A lot of test candidates who just barely achieve the minimum passing score by one or two questions feel like they didn't really earn the certification. Remember that certification exams are boolean in nature: You either passed or you didn't. And if your score is equal to or greater than the minimum score, you passed. If the exam sponsor wanted the score to be three points higher, it'd be three points higher. Forget about the score and celebrate your accomplishment!

My employer will pay for me to get a certification. Should I do it?

Be careful with this. Many people see this as an opportunity for a free certification, but be sure to weigh the risks against its potential benefits. Many employers require you to front the cost of the exam and reimburse you afterward, but only if you pass. You might fail the exam and get stuck with the bill. This is an acceptable risk if you wanted to pursue the certification anyway, but not if you're doing so only at the request of your employer.

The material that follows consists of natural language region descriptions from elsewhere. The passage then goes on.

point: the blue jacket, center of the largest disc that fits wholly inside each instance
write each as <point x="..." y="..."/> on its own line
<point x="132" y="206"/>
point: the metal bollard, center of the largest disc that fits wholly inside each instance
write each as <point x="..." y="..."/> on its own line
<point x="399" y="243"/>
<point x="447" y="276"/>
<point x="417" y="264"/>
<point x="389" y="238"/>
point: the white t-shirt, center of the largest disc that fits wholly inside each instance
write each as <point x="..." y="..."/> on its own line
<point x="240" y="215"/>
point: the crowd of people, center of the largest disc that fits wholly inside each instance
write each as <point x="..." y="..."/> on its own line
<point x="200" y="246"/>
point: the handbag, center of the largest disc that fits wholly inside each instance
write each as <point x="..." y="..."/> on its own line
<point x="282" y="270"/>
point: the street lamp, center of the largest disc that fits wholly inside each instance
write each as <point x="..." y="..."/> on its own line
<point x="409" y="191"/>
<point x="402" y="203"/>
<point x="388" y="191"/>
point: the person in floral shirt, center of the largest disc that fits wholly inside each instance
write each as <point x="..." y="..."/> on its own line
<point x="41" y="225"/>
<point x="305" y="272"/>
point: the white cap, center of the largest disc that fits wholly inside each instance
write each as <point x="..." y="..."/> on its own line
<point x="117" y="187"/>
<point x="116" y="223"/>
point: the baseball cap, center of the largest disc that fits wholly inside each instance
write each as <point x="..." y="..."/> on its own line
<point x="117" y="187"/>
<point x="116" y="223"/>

Also check whether your employer is expecting a written commitment from you in return for sponsoring your study. This isn't usually a concern for entry-level exams, but studying and testing for some higher-level certifications can cost thousands of dollars, and your employer may rightfully want to ensure you don't jump ship right after they finish paying for your certification. If you're not comfortable with this commitment, ask to negotiate a repayment arrangement should you decide to leave the company in the near future.

About the Author

Jeremy Stretch is a network engineer living in the Raleigh-Durham, North Carolina area. He is known for his blog and cheat sheets here at Packet Life. You can reach him by email or follow him on Twitter.

Comments


Alex (guest)
January 10, 2015 at 2:47 a.m. UTC

Thanks for these last two posts. The problem with me has always been the pressure of the 'timer' but lately been preparing myself mentally. Looking forward to your book.


Tony (guest)
May 10, 2015 at 6:16 p.m. UTC

Thanks very for this post Jeremy. I have found it very useful. :-)


Jason (guest)
October 14, 2015 at 4:47 a.m. UTC

Thank you!!!!!! for your post, helped out alot planning on getting my CCNA soon. Thank you!!!!!.